Сложно сказать, насколько такая оценка достоверна. Возможно, что на фоне бурно разыгравшейся в местной обстановке ностальгии и апатии А. Н. Плещеев сгустил краски, синтезировав в образе М. Б. Первухина все крайне чувствительные для него недостатки местного общества. Сравнение Осмоловского и Первухина — тоже показательный пример конструирования идеальных образов, которые важны для общественного и политического дискурса, например поиск «козлов отпущения», виновных в просчетах колониального управления. С другой стороны, в Осмоловском Плещеев, возможно, разглядел тип чиновника, который не смог или не хотел обнаружить в Оренбурге[717]
. Вообразив, что это идеал, поэт заретушировал благодаря плотности ориенталистских зарисовок некоторые из его возможных недостатков. Представляя, что он находится на Востоке (что сквозит в его письмах к В. Д. Дандевилю), который еще не сплавился (т. е. не утратил черты своей оригинальности) в котле имперской бюрократии, А. Н. Плещеев попытался показать, что власть в этих условиях может быть более гуманной и справедливой не только с точки зрения человека, который ее осуществляет, но и в глазах местного общества, наделяющего источник власти большим авторитетом[718]. Пример М. Б. Первухина только усиливает положительность образа И. Я. Осмоловского. Конечно, подтверждение слов А. Н. Плещеева мы находим и в других источниках из круга доброжелателей И. Я. Осмоловского[719]. Однако не всегда имидж руководителя становится преградой или моральным табу для злоупотреблений на местах. Как это часто бывает, к человеку привыкают, он становится удобным, все знают его сильные и слабые стороны, поэтому выгодно эксплуатируют образ начальника в своих собственных целях.Что происходит, когда появляется М. Б. Первухин? Это новый человек, который, не успев обжиться в местной среде, получает большие властные полномочия. В силу тех или иных личных убеждений и жизненного опыта он начинает диктовать собственные правила игры. Вновь обратимся к А. Н. Плещееву: «При Осмоловском розыски делались гораздо деятельнее и успешнее, а теперь едва бежит — и след простыл»[720]

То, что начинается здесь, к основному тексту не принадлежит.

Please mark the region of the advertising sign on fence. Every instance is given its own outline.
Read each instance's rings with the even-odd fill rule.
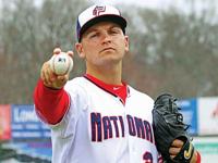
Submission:
[[[199,135],[218,135],[218,98],[198,99]]]
[[[33,104],[12,105],[12,138],[50,138],[49,128],[36,116]]]
[[[0,140],[11,139],[11,105],[0,105]]]

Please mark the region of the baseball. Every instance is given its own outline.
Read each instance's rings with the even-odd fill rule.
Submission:
[[[57,75],[65,75],[73,68],[73,59],[64,52],[55,54],[49,60],[52,72]]]

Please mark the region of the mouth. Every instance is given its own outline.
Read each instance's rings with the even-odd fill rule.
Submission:
[[[111,48],[111,47],[109,47],[109,48],[105,48],[105,49],[102,49],[100,52],[105,52],[105,51],[114,51],[116,49],[114,48]]]

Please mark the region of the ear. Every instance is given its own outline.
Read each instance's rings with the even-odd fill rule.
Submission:
[[[78,53],[78,57],[84,59],[85,58],[85,53],[84,53],[84,49],[83,49],[83,45],[81,42],[75,43],[75,49]]]
[[[125,37],[125,38],[124,38],[124,39],[125,39],[125,40],[124,40],[124,41],[125,41],[125,42],[124,42],[124,43],[125,43],[125,45],[124,45],[124,46],[125,46],[125,52],[129,52],[129,50],[130,50],[129,36],[124,36],[124,37]]]

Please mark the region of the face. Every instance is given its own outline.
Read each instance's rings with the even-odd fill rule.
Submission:
[[[76,50],[81,58],[85,58],[87,68],[113,66],[121,64],[129,51],[129,38],[119,25],[101,22],[83,34],[82,41],[76,43]]]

.Это не обязательно говорит о том, что М. Б. Первухин из‐за коррупции и различных злоупотреблений снизил эффективность местного судопроизводства. Есть сведения, что его расследования и подходы к урегулированию конфликтов были организованы так же тщательно[721]

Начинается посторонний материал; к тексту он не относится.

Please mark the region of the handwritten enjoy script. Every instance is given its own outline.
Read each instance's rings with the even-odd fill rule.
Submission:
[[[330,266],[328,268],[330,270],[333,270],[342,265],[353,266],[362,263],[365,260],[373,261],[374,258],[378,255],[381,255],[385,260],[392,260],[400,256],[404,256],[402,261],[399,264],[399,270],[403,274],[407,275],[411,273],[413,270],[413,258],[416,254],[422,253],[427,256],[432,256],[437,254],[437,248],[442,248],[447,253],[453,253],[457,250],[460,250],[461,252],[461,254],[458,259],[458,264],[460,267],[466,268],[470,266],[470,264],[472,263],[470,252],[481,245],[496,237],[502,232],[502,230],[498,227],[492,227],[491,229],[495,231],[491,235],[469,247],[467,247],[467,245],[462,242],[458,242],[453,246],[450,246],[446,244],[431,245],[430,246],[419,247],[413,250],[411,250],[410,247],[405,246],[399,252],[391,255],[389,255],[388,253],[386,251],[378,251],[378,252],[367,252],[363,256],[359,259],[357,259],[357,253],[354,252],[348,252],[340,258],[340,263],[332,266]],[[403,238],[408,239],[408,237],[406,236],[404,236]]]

, как и при И. Я. Осмоловском. Скорее речь идет о том, что он не смог конкурировать с образом И. Я. Осмоловского еще и потому, что не обладал такими же связями и ресурсами, как его непосредственный начальник. Поэтому М. Б. Первухин долго не задержался на новом месте и в 1856 г. оставил форт Перовский[722].Уделив большое внимание сравнению этих двух чиновников, мы должны заметить, что имидж И. Я. Осмоловского не всегда был положительным. Во многом это зависело от контекста, в котором фигурировал тот или иной чиновник. Чувствуя, что стоит «на твердых ногах» в форте Перовский[723]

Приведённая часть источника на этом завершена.